Minimum viable IoT platform with Serverless framework and DynamoDB

9 Jul 2021|Technology

Implementing lightweight APIs with AWS Lambda and DynamoDB is pretty straightforward with correct tools. Serverless framework makes it really easy and quick while leveraging the serverless model and thus reducing the amount of maintenance required. Most of the serverless services use a pay-per-use pricing model, which will also be highly beneficial in low demand applications.

LEGO construction on white baseplate showing brown blocks connected to black beams with red and yellow pieces forming a simple structure.

Background

There's a time and place for robust, resilient and scalable solutions. But there's also situations where the goal is to just get things done. Be it validating a hypothesis, building an experiment or just optimizing for a good enough solution, sometimes it just makes sense to not over-engineer a system.

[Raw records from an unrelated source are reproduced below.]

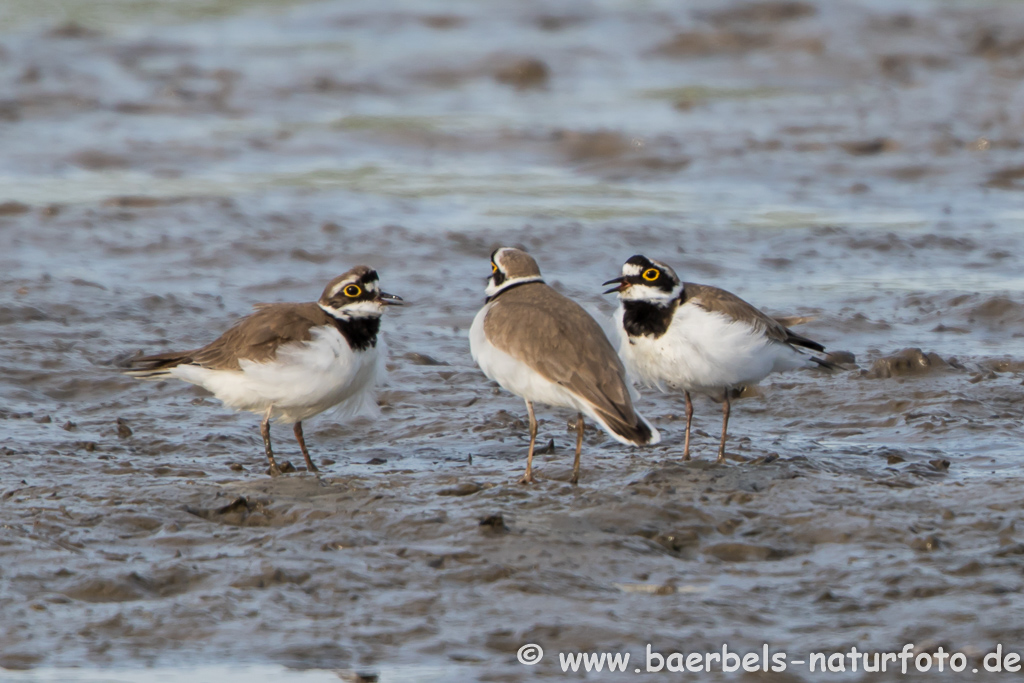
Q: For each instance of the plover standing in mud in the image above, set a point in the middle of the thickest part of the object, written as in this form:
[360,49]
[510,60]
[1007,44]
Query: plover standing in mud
[544,347]
[292,360]
[693,338]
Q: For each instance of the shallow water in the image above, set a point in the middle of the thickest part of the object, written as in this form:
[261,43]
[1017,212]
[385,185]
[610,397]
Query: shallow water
[162,170]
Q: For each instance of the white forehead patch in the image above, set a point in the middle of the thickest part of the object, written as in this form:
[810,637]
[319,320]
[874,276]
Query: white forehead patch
[499,254]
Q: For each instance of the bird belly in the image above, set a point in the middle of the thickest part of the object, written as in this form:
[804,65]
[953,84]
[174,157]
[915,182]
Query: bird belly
[302,381]
[706,352]
[514,375]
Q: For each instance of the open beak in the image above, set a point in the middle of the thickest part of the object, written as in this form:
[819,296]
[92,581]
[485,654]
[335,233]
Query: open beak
[389,299]
[623,285]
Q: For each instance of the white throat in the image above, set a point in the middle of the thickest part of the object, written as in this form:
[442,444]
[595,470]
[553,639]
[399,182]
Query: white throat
[359,309]
[651,294]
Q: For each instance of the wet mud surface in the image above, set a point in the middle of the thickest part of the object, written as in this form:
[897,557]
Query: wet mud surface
[854,163]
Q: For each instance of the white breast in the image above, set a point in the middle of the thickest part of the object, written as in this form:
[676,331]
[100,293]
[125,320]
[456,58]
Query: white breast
[302,381]
[705,352]
[514,375]
[526,383]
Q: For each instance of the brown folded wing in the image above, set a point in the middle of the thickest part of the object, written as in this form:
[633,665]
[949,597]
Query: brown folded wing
[558,339]
[256,337]
[720,301]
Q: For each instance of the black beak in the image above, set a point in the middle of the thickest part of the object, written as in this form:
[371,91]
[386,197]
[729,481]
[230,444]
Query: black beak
[622,282]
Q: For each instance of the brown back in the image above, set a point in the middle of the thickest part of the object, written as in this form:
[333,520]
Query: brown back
[557,338]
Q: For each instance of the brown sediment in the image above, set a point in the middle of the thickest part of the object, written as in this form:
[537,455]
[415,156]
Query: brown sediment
[820,161]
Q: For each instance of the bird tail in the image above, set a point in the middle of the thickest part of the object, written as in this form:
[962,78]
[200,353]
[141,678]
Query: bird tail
[156,367]
[824,363]
[631,432]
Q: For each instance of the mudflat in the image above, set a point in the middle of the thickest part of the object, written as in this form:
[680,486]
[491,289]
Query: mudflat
[164,168]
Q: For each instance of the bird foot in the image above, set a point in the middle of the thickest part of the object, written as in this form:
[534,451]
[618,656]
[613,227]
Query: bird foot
[284,468]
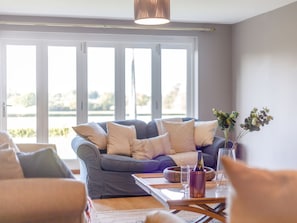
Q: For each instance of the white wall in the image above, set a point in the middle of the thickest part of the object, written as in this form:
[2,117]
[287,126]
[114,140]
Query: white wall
[264,59]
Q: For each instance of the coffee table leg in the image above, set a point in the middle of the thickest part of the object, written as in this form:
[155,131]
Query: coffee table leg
[216,212]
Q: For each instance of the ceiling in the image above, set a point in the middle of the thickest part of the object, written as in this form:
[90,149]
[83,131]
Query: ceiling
[193,11]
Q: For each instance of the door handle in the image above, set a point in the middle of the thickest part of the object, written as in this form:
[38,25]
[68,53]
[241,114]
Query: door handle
[4,111]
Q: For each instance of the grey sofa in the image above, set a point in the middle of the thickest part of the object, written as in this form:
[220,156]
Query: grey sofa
[110,175]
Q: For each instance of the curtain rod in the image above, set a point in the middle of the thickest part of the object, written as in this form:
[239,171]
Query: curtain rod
[104,26]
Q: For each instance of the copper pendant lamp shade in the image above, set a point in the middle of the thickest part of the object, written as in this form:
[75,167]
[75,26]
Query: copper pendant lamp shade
[152,12]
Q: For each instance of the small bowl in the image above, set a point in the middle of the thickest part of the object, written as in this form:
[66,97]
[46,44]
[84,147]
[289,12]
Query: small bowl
[172,174]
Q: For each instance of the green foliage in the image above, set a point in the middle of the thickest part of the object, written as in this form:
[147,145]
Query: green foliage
[226,122]
[253,122]
[256,119]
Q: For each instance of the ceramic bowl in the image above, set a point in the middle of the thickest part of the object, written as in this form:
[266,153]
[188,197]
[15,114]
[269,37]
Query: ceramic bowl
[172,174]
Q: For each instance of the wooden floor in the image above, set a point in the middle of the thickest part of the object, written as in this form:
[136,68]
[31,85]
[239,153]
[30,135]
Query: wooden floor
[128,203]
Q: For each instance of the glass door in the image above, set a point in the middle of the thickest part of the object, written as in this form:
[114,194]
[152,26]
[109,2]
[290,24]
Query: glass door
[19,112]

I've had a personal home sensor "platform" for years already. It has been capable of storing sensor values, configuring their metadata and offering the data for UI clients. The main use case has been remote monitoring, like getting alerts if your pipes are about to freeze in the winter. During the years there has been a few different UI's, but so far my favorite has been my Telegram bot.

The need for Change

Years ago, after I had my initial version working locally, I got a VPS from Digital Ocean to run the servers on. First I configured some basics on the virtual machine, then installed PostgreSQL and a process monitoring software for NodeJS and finally configured all the stuff running indefinitely. Years went by and the thing just kept on working. When everything works, why bother even thinking about the system internals? Like it too often goes, I didn't care about updating or upgrading the OS or any of the software. To be honest, it was a calculated risk: there wasn't actually anything valuable on the server, so using my free time to something else was more worth it.

Then at some point a colleague of mine needed a place to store some sensor data of his. Now the system had users. Of course eventually the server started having issues and the kind that are close to impossible to fix after years of ignoring the whole system. I'm not going to go to the details of the problems here, but imagine having an abandoned Ubuntu 16.04 running NodeJS 4.x in year 2021. But the actual problem was that now there was the other user, who actually wanted to use the system still.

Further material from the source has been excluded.